A. Diagram of the major transcriptional regulators of SAN differentiation in the mouse embryo. Tbx5 activates Shox2, Tbx3 and SAN-specific markers, including Hcn2 and Hcn4. In addition, Shox2 inhibits Nkx2.5 expression, and Tbx3 inhibits markers for the working myocardium. B. qRT-PCR data showing changes in the expression or timing of SAN related genes. Blue line indicates relative gene expression normalized to expression of Gapdh over time in wild-type R1 EBs and red lines indicate gene expression in Map3k7-overexpressing EBs. Error bars indicate standard error from three technical replicates. Upregulation or downregulation of each gene was considered relevant only if relative expression trends were the same in each of a minimum of three biological replicates. Error bars represent standard error from three technical replicates. Statistical significance was determined by t-test. (*) represent p<0.006.

Fig 4

A. Beat Rate Data showing quartile beat rate data for 100 beating foci for two wild type mouse strains and Map3k7 overexpressing cells. B. Immunocytochemistry showing overlap of the cardiac reporter with the SAN specific marker Hcn4. C. Summary of this data showing the % of Hcn4 expressing cardiomyocytes is dramatically increased in the Map3k7-overexpressing cells. D. Perforated patch recording of automaticity and pacemaker current in mCherry expressing cardiomyocytes derived from Map3k7-overexpressing ES cells. Left: Spontaneous APs. Middle: Pacemaker current recorded from the same cell. Right: calculated activation relation from the same cell, showing current activation within the diastolic potential range. E. Calcium transients in cardiomyocytes derived from Map3k7-overexpressing ES cells before (red trace) and after (blue trace) treatment with either 1μM norepinephrine or 0.01μM acetylcholine, as indicated. Beating in these cardiomyocytes accelerates in response to norepinephrine and slows down in response to acetylcholine.

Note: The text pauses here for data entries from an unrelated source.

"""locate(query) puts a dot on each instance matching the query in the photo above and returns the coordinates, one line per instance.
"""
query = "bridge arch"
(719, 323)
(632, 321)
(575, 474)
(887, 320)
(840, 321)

Fig 5. Immunocytochemistry on individual or small clusters of wild type or Map3k7 overexpressing cardiomyocytes (as indicated by expression of cTnI, red, in CaV1.3 and Kir3.1 panels) or CT3 monoclonal antibody (green, in Cx43 panels) indicating that the SAN-specific calcium channel CaV1.3 (green) is expressed in Map3k7 cardiomyocytes but not in most cardiac cells derived from wild type ES cells.

By contrast Cx43 (red and red arrow heads) and Kir3.1 (green) are expressed in most wild type cardiomyocytes but not in cardiac cells derived from Map3k7 overexpressing EBs. Blue indicates DAPI staining in all panels. Scale bars in all figures represent 20μM.